10月6日、7日、8日に北海道大学で行なわれた美学会全国大会も無事終了し、昨日東京に帰ってきました。私は7日に「絵画的視覚から生理学的視覚へ―ピクトリアリズム期写真論の展開―」というタイトルで発表。
発表要旨は以下のサイトで見られます。
http://www.hucc.hokudai.ac.jp/~m16095/homepage/bigakukai07/kenkyu.html
発表を聞いて思ったこといくつか。
太田純貴さんの「ドゥルーズの感覚論―<haptique>という概念を中心に―」ですが、やはりテクストを拠り所とする以上、ちゃんと引用するのが筋。「haptique」が他の単語とどのように並び合って一つの文を構成しているのか、そして発表者がどれほど文字通りに(あるいは創造的に)その単語を読み取っているのか、その判断材料は聞き手に対して常に与えられていなければいけないと思います。
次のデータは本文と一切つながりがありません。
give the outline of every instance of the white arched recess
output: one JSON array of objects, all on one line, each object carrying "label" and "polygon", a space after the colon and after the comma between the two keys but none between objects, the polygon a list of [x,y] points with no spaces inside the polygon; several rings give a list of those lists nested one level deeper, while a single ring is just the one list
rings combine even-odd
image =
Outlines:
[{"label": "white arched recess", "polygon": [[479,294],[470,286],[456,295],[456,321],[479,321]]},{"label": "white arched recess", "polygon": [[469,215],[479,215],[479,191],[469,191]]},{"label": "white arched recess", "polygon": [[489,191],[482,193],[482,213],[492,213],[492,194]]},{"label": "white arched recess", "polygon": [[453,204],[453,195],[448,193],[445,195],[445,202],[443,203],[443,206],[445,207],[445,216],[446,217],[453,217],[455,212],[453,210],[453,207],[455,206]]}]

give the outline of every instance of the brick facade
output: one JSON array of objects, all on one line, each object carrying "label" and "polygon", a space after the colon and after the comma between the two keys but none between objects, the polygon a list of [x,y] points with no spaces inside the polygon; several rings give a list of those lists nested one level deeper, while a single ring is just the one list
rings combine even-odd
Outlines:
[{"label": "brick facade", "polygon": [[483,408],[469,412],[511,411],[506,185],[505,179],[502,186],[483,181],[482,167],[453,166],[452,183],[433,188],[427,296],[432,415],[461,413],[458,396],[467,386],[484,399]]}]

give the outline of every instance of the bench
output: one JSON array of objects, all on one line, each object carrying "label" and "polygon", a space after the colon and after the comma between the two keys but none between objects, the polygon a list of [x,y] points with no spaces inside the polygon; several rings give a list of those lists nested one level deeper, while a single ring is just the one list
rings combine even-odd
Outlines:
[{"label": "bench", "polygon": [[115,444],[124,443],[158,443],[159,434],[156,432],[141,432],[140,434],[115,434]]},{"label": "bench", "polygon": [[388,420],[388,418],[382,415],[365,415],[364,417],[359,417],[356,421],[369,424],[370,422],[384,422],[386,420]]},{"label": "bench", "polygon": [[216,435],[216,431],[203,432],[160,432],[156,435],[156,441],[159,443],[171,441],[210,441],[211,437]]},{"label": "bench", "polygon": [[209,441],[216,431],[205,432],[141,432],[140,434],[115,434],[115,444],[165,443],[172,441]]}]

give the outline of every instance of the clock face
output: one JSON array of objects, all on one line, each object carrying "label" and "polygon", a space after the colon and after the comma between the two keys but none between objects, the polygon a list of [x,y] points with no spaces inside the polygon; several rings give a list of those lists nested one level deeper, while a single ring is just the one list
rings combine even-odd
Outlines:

林田新さんの「長崎の皮膚―東松照明の『<11時02分>NAGASAKI』を読む―」ですが、類似性を指摘する際に、見開きが一つの単位になっていましたが、写真集を「めくる」という行為を考えてみると、次のページの画像も考察に含めるべきではないでしょうか。p.2とp.3が見開きである場合、写真集をめくる際p.3とp.5の両方の画像が目に入ってくることがあります。p.2とp.3、p.4とp.5、p.6とp.7…というような見開きで区切りをしてしまうと、写真集の特質が失われてしまうような気がします。類似性(p.2とp.3、p.4とp.5)と差異(p.3とp.5)がめまぐるしく変化するのが写真集の特異な部分なのかもしれません。(補足:もちろんp.3とp.5との間の類似性が存在するという立場も十分あり得ます。そうなれば、ますます写真集の特質として前景化させることができるかもしれません。p.1〜p.5とページの順番通りには見ていないという「主体の自由さ」も確保できることで、質疑応答にあった反論にも対処できるのではないでしょうか。)